Любовь и утки

Кристина Белозёрова
Испокон веков люди писали о любви. О разной любви: о любви взаимной и о любви трагической; о любви к детям, о любви к природе, о любви к Родине. Любовь превозносили во все времена, считали главенствующей силой, на которой зиждится наше мироздание.
Наверное, всё-таки чаще всего прозаики и поэты, и самые обыкновенные люди писали и говорили о любви между мужчиной и женщиной.
Иногда любящих друг друга людей сравнивают с лебедями. Не поспоришь, лебеди и вправду славятся своим нежным, трепетным отношением друг к другу. Но героями моей истории будут не люди и не лебеди, а самые обыкновенные домашние утки. Да, смешные, немного неуклюжие птицы с постриженными крыльями.

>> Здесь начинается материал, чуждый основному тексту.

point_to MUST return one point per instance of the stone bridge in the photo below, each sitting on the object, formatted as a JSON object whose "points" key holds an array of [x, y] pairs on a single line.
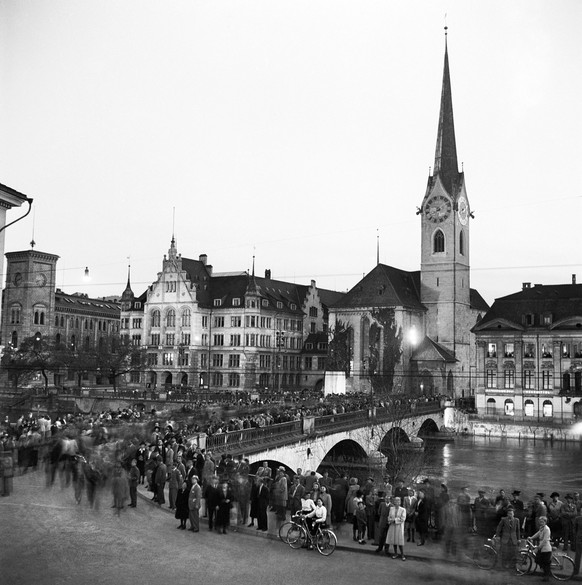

Вряд ли вы когда-нибудь слышали о небольшой деревушке близ города Сочи, носящей романтичное и звучное название Каштаны. Там живёт моя приятельница Майя со своей большой семьёй и не менее большим хозяйством. Помимо кур, овец и прочей домашней живности были у них восемь уток и один селезень. Пёстрые, возмущённо крякающие бело-бурые дамы и их степенный важный предводитель, с сине-изумрудной головкой и ярко-жёлтым клювом. Забавно было наблюдать, как неуклюже переваливаясь, но не теряя своей важности, селезень выгуливал своих подружек, бдительно следя за каждой из них и готовый в любую минуту броситься на их защиту.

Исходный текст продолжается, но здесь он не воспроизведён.